A cease-fire in Syria's Eastern Ghouta district, a suburb of Damascus, is “effectively over” following repeated attacks by the Assad regime, according to Anadolu Agency correspondents based in the area.
For the last five years, Eastern Ghouta has remained under a crippling regime siege.
The district was recently designated a “de-escalation zone” -- in which acts of aggression are expressly forbidden -- following an agreement between Russia and Iran (which support the regime) and Turkey (which supports Syria’s armed opposition).
Despite this designation, however, at least 70 people have reportedly been killed within the last three weeks alone amid stepped-up attacks by the Assad regime.
In response to the attacks, which remain ongoing, armed opposition groups in Eastern Ghouta have repeatedly clashed with regime forces.

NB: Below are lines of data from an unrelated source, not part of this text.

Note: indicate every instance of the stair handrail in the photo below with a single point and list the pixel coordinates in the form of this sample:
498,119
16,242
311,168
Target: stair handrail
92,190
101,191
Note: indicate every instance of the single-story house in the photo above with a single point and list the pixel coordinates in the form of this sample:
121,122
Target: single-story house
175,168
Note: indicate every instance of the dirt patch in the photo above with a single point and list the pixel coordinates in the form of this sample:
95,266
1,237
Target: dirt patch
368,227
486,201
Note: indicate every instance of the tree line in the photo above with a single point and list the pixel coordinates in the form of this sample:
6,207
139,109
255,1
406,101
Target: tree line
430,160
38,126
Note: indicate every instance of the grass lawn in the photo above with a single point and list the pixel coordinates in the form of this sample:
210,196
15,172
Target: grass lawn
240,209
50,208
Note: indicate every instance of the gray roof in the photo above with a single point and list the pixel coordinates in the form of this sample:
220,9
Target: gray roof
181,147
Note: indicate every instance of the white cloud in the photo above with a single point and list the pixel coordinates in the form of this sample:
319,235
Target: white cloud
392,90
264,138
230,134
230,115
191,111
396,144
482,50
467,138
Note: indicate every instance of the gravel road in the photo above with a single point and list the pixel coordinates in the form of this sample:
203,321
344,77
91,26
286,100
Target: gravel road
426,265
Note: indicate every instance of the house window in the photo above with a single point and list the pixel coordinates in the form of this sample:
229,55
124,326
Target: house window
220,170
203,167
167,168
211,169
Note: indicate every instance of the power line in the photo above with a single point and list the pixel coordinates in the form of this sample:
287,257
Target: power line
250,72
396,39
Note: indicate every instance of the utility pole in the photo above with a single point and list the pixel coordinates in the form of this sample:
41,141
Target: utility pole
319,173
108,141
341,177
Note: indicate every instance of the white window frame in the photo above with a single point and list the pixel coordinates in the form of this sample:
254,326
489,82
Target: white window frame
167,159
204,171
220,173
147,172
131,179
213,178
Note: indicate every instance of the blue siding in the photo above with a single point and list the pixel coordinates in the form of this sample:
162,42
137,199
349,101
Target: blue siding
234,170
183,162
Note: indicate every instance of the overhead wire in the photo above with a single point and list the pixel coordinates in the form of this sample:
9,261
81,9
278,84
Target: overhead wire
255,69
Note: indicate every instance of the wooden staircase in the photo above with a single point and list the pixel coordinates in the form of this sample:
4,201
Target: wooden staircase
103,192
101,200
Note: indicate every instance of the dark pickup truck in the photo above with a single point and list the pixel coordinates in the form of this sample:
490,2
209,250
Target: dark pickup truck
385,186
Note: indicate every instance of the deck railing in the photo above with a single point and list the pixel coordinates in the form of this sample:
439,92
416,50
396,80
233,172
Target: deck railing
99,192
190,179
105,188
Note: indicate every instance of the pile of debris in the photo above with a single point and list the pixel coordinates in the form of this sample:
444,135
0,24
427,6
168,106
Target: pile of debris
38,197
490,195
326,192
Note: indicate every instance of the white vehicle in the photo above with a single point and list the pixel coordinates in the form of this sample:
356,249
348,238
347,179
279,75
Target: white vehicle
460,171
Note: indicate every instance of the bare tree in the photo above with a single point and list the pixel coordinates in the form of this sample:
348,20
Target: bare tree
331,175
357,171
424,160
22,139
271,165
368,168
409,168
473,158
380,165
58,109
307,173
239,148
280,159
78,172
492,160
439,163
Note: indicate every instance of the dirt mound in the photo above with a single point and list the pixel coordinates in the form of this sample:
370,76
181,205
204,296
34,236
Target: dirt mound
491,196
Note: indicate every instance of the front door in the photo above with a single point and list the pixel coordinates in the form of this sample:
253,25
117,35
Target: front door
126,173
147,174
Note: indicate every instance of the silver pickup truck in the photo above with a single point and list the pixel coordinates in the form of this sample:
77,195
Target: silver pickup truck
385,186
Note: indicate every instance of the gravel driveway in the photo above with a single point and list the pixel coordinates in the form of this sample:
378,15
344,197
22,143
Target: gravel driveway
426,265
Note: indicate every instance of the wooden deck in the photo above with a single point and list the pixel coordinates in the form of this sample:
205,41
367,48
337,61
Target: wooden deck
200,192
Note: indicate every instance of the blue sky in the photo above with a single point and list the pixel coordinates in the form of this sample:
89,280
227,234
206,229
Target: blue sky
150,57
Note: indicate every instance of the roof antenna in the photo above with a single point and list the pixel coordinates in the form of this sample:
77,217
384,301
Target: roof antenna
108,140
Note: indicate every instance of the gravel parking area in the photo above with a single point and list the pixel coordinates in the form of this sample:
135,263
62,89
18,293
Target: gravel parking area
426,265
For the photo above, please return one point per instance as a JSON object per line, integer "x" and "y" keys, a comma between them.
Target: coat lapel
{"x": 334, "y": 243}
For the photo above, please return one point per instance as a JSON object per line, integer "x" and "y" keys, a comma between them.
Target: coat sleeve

Since Friday morning, Eastern Ghouta’s Duma and Arbin neighborhoods -- along with the towns of Madyara, Hamuriyyah and Zamalka -- have been repeatedly targeted by regime airstrikes and artillery barrages.
In a Friday statement, Duma’s main civil-defense center said seven civilians, including five children, had been killed in the neighborhood on Friday alone.
Syria has only just begun to emerge from a devastating civil war that began in early 2011 when the Assad regime cracked down on pro-democracy protests with unexpected ferocity.